Il est attendu un relèvement des taux par la Fed de 0,25% en septembre, ce qui n’est pas très significatif. Tenant compte de l’inflation, le rendement réel procuré par les taux américains devrait continuer à être très faible, si ce n’est négatif. Nous ne nous attendons pas à un transfert massif des flux.
C’est davantage l’effet sur le dollar consécutif au rehaussement des taux par la Banque centrale américaine qui pourrait pénaliser l’or.

D’aucuns n’hésitent pas à tabler sur un cours de l’once inférieur à 1000 dollar l’once d’ici la fin de l’année…

L’once d’or pourrait descendre sous seuil des 1000 dollars en raison de la persistance d’un amenuisement de la demande financière. Les positions short sur la matière première s’inscrivent sur une tendance haussière.
Nous pourrions voir une nouvelle vague de sorties de flux sur les ETF investis dans l’or. Sur les deux premières semaines de juin, 50 tonnes de détention d’ETF ont été effacés. Le niveau de détention aujourd’hui devrait être de 1500 tonnes.

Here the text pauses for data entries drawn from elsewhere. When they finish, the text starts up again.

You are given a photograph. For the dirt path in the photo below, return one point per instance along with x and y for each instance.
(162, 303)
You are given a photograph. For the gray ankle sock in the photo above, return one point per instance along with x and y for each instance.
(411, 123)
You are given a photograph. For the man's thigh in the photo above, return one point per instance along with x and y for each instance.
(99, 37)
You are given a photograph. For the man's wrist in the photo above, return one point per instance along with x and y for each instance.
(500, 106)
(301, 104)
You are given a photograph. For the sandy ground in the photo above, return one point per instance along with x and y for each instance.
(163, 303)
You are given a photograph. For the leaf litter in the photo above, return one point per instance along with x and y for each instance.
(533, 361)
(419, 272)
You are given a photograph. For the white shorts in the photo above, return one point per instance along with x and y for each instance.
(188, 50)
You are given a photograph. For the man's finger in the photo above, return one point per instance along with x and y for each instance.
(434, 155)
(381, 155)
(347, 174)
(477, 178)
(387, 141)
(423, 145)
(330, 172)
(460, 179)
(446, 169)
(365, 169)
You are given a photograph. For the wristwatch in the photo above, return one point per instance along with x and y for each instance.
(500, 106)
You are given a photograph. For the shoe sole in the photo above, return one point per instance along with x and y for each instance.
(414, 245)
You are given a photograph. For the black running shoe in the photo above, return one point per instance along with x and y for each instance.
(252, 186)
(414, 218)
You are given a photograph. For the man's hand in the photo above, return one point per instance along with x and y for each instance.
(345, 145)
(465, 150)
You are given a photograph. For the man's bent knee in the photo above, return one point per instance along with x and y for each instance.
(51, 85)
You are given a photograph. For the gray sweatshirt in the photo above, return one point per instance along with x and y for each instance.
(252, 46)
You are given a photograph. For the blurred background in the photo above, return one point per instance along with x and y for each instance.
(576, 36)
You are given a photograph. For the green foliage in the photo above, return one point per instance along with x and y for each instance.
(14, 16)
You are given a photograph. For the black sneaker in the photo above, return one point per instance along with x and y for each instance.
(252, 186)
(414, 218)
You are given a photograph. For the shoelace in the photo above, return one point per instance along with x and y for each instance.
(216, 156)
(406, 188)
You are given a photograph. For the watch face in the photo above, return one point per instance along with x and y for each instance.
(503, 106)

Vous relativisez la menace des sorties des ETF par le fait que niveau des encours atteint par ces instruments financiers a considérablement diminué ?

Sur les deux dernières années les ETF investis dans l’or ont du perdre 1000 tonnes.

Croyez-vous que la hausse de la demande physique permettra de compenser la baisse de la demande financière et conduira à une stabilisation du cours de l’or ?

Tel est mon avis. Un affaiblissement plus important du prix de l’or pourrait induire une augmentation de la demande sur le marché physique en raison du regain d’intérêt du cout d’opportunité.
En 2013, le prix de l’or avait repris 15% grâce à la reprise de la demande physique. Nous avions vu à l’époque notamment un accroissement des ventes dans la joaillerie et dans les pièces et de lingots d’or d’environ 800 tonnes.
Or, les ventes de pièces d’or aux Etats-Unis ont bondi sur les deux premières semaines de juillet de 221%.
Ceci étant, la demande physique ne va pas faire repartir le cours à la hausse mais lui permettre de résister autour de 1000 dollars. Ce n’est qu’une contraction significative de l’offre qui pourrait permettre à l’or de renouer avec un parcours véritablement haussier. Cela pourrait davantage être relevé en fin d’année, ou début d’année prochaine.